Remove the unnecessary regular advantage code in PPO

vwxyzjn / cleanrl

High-quality single file implementation of Deep Reinforcement Learning algorithms with research-friendly features (PPO, DQN, C51, DDPG, TD3, SAC, PPG)

http://docs.cleanrl.dev

Other

5.54k stars 631 forks source link

Remove the unnecessary regular advantage code in PPO #287

Closed bragajj closed 2 years ago

bragajj commented 2 years ago

Description

Resolving issue #207 Unnnecessary ppo code removed, numerical accuracy was ensured by team members through debugger. Additional runs showing performance without the extra code can be found at the following wandb link: https://wandb.ai/bragajj/ppo_advcalc

Types of changes

[x] Bug fix
[ ] New feature
[ ] New algorithm
[ ] Documentation

Checklist:

[x] I've read the CONTRIBUTION guide (required).
[x] I have ensured pre-commit run --all-files passes (required).

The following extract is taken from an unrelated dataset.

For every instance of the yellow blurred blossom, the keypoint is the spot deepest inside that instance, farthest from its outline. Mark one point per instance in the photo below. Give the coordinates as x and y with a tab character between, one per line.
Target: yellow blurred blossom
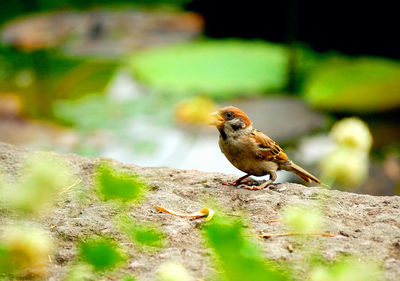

vercel[bot] commented 2 years ago

The latest updates on your projects. Learn more about Vercel for Git ↗︎

Name	Status	Preview	Updated
cleanrl	✅ Ready (Inspect)	Visit Preview	Oct 4, 2022 at 0:52AM (UTC)

vwxyzjn commented 2 years ago

Thanks @bragajj, it looks good. I would also remove the gae flag.

https://github.com/vwxyzjn/cleanrl/blob/49168b87ccfa68573046c1dbd0651361b6c486dd/cleanrl/ppo_atari.py#L58-L59

The --gae flag exists in other scripts as well. If you could do the same for them, that would be great!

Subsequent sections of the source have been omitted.